McGowan admitted there was a “superficial resemblance to a rabbit face,” likening the raven’s beak to a rabbit’s ears. “But a second look shows a sharp, hard edge to the ‘ears’ and elongated feathers below them.”
When the rabbit experts started chiming in, I expected them to stick up for their species. Alas, I was wrong.
“I saw a raven,” said Brian Kraatz, PhD, a professor in the department of anatomy at Western University of Health Sciences.
Kraatz, a board member of the World Lagomorph Society—an association for people who research lagomorphs, a family that includes rabbits and hares—and thus as good an authority on rabbits as anyone, says the creature’s upper and lower mandibles gave it away, as they weren’t aligned as he expected a rabbit’s ears would be. “They were front to back,” he said, “whereas rabbit ears would be side to side.”
The same went, sadly, for Dana Krempels, PhD, a senior lecturer in biology at the University of Miami and the founder and president of Houserabbit Adoption, Rescue, and Education (HARE), Inc. “I saw a raven, I think because that raven’s bills look nothing like real rabbit ears,” she said.
But then Krempels said something else that got to the crux of the video’s perplexing pull.
“For a second, the caption made me look at the video and think, ‘Holy cow, that is one deformed rabbit!’ And then the brain did the correction and immediately saw the raven. The power of suggestion.”
Indeed, the original tweet came with this caption: “Rabbits love getting stroked on their nose.” And that phrase clearly leads some people to interpret the image as a rabbit, says Kyle Mathewson, PhD, a neuroscientist in the psychology department at the University of Alberta.
If the raven-rabbit video looks familiar, it’s because it’s awfully close to the famous 19th-century optical illusion of a duck that looks like a rabbit, or a rabbit that looks like a duck, or a duck that looks like a rabbit, or….
Last year, Mathewson and his colleagues built a study around this classic image to see how our brains interpret information with textual and visual clues. When the scientists repeated the images next to each other, about half the subjects saw the same animal—either a duck or a rabbit.
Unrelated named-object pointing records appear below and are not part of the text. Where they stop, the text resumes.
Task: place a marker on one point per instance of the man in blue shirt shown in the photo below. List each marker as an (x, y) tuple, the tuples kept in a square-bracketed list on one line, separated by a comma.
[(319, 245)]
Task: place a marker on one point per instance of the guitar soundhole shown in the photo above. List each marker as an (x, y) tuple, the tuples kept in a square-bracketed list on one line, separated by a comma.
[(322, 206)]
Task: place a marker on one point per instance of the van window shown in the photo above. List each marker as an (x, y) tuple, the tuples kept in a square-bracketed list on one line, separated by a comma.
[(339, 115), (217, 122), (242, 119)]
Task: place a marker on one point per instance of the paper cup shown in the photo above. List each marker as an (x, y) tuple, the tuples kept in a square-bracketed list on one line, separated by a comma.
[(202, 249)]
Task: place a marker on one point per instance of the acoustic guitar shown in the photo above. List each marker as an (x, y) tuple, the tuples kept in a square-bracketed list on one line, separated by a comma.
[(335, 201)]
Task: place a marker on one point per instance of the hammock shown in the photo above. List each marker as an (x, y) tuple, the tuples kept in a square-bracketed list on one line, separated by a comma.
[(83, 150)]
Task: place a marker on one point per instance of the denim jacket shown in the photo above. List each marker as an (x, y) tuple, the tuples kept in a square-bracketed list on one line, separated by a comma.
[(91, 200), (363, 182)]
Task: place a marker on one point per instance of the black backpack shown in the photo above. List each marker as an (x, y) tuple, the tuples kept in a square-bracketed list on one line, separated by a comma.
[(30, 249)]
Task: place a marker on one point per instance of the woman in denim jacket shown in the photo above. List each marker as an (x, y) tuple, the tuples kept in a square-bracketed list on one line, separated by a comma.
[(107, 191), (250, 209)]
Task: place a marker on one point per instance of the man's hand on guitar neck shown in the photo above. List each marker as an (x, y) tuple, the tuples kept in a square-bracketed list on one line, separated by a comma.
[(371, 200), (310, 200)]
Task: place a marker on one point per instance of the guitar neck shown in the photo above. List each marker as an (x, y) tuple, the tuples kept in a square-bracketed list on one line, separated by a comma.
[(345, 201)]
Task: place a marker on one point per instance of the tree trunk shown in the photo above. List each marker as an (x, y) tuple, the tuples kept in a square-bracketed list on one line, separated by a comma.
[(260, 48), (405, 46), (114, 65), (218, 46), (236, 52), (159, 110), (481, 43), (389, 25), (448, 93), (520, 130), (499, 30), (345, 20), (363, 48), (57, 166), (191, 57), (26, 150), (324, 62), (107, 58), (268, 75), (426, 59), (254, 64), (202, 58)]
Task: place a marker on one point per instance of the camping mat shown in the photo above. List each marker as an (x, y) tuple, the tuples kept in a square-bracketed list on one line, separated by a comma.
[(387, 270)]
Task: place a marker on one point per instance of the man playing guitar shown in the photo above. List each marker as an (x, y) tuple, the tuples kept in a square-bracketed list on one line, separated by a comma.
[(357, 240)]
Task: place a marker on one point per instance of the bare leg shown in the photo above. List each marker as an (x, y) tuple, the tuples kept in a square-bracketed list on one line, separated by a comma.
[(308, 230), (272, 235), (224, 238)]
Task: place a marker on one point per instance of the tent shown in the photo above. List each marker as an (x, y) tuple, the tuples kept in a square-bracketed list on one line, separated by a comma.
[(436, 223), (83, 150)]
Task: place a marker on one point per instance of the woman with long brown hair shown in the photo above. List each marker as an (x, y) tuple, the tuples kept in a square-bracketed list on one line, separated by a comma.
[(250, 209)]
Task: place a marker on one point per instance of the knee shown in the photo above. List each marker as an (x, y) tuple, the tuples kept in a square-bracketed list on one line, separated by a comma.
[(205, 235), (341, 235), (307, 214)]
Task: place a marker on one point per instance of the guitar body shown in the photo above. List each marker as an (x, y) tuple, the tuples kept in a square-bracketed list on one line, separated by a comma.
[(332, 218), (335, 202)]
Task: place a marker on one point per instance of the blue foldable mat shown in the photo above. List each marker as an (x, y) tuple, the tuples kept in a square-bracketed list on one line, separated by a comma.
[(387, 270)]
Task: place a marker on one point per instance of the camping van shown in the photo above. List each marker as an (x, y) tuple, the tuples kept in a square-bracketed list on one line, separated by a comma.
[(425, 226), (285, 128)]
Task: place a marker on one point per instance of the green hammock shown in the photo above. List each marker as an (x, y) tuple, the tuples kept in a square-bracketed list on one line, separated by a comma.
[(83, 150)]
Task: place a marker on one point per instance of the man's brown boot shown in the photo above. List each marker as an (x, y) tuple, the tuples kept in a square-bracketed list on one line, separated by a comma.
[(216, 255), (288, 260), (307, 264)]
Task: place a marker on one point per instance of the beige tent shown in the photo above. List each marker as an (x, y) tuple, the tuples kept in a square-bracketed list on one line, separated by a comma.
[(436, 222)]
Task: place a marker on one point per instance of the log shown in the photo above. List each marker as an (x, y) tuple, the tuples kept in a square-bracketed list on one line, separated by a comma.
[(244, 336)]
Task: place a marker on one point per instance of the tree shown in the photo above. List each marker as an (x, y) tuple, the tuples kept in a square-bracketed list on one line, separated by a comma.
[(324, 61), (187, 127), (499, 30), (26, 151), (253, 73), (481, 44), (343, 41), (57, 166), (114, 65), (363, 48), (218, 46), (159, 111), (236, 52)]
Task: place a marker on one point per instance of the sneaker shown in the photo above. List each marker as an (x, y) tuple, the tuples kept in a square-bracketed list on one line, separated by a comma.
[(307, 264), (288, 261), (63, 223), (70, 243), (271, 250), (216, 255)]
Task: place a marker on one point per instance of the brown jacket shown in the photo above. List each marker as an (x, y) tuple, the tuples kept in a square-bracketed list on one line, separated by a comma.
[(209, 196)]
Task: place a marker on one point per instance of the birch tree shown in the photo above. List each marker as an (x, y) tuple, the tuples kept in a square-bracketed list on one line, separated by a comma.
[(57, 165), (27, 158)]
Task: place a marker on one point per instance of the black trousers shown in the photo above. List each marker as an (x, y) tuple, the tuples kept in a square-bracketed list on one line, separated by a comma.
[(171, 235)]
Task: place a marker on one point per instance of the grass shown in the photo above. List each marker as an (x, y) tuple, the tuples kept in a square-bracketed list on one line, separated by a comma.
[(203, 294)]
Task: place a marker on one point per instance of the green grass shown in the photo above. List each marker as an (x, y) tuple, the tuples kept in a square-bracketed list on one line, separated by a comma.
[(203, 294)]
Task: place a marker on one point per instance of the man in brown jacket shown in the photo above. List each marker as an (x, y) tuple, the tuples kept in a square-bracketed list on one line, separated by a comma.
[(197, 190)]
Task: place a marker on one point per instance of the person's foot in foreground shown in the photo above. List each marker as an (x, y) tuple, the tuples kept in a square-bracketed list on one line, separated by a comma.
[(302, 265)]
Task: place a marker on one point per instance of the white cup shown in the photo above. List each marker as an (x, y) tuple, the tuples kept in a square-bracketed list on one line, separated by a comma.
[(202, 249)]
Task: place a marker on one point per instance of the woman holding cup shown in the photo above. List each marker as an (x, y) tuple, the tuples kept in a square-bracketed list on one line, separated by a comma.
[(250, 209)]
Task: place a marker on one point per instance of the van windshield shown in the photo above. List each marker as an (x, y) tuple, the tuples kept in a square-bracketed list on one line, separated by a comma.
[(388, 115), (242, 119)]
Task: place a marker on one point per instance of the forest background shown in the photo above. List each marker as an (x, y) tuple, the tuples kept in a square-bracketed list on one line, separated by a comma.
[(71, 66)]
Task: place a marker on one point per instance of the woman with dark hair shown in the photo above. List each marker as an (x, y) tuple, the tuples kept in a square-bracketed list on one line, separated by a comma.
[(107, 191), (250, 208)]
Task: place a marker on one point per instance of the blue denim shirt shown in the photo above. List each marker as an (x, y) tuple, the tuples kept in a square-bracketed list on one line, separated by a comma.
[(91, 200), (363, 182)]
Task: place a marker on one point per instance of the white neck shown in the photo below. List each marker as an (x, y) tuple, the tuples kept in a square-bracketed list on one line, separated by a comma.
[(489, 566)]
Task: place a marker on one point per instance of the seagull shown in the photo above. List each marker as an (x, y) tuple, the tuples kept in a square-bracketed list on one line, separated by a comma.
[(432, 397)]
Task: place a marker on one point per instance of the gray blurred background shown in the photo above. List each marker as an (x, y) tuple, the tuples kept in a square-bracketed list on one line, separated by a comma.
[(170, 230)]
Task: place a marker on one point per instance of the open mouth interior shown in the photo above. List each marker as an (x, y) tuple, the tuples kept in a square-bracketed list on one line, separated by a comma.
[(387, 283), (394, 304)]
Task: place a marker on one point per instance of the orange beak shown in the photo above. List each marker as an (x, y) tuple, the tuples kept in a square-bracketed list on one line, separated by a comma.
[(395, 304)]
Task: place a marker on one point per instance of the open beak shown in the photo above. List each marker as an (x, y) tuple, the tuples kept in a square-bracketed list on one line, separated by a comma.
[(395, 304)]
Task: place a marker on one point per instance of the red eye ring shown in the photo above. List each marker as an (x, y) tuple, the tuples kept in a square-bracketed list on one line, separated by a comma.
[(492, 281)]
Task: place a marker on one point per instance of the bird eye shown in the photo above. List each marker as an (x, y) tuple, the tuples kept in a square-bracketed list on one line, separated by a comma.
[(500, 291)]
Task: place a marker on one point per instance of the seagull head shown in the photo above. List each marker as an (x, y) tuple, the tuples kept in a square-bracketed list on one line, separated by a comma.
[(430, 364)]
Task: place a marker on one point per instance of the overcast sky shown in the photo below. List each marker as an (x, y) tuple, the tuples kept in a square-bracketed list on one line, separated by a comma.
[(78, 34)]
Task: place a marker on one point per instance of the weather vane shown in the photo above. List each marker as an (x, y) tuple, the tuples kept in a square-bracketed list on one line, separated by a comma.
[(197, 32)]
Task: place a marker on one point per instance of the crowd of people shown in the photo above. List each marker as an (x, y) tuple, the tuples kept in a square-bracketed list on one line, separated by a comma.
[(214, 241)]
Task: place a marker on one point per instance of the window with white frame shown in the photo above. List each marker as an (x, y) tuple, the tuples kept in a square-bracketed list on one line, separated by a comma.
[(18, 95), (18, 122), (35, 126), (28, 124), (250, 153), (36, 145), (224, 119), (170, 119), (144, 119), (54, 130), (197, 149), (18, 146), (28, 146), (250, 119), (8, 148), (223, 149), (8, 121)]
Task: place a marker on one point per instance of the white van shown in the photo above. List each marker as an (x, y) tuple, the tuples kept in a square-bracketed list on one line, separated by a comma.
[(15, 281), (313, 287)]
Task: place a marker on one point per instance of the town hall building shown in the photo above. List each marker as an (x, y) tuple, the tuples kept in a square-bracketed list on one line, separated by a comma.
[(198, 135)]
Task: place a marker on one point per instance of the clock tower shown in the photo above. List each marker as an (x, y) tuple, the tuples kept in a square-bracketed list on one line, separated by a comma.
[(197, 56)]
But when Mathewson and co. primed the participants with a cue, like “imagine a duck eating a rabbit,” they were more likely to see a duck on the right and a rabbit on the left. “Our preconceptions about the world can influence how we see it,” Mathewson tells me.
“If the video were captioned ‘Ravens love getting head pets,’ way fewer people would see it as a rabbit,” he says.
Such language trickery makes us “see with our brain, not just our eyes,” says Sandra Kuhlman, PhD, a member of Carnegie Mellon’s BrainHub neuroscience initiative and the joint Carnegie Mellon/University of Pittsburgh Center for the Neural Basis of Cognition, who was not affiliated with the research.
“The brain must learn to see through experience,” says Kuhlman. “This is known as a critical period. In the case of vision, there is a developmental window of heightened plasticity in which the neural circuits that process visual scenes solidify their connections based on what the individual experiences in their environment.”
Then there’s another maddening wrinkle: motion. The new video is even more annoying than the classic duck-rabbit because it isn’t just a static image, says optical illusion guru Susana Martinez-Conde, PhD, director of the Laboratory of Integrative Neuroscience at SUNY Downstate Medical Center.
Martinez-Conde calls the raven-rabbit video an “ambiguity illusion,” which occurs when our visual system is confronted with information that can be resolved in multiple ways.
“Because motion can be an important cue about the depth and shape of an object,” she says, “ambiguous illusions that include motion are far less common than those that feature static images.”
So even if we still can’t figure out exactly what the hell that thing is, at least now we know why the illusion has caught fire.
But for the record, it’s one hundred percent a raven. Probably.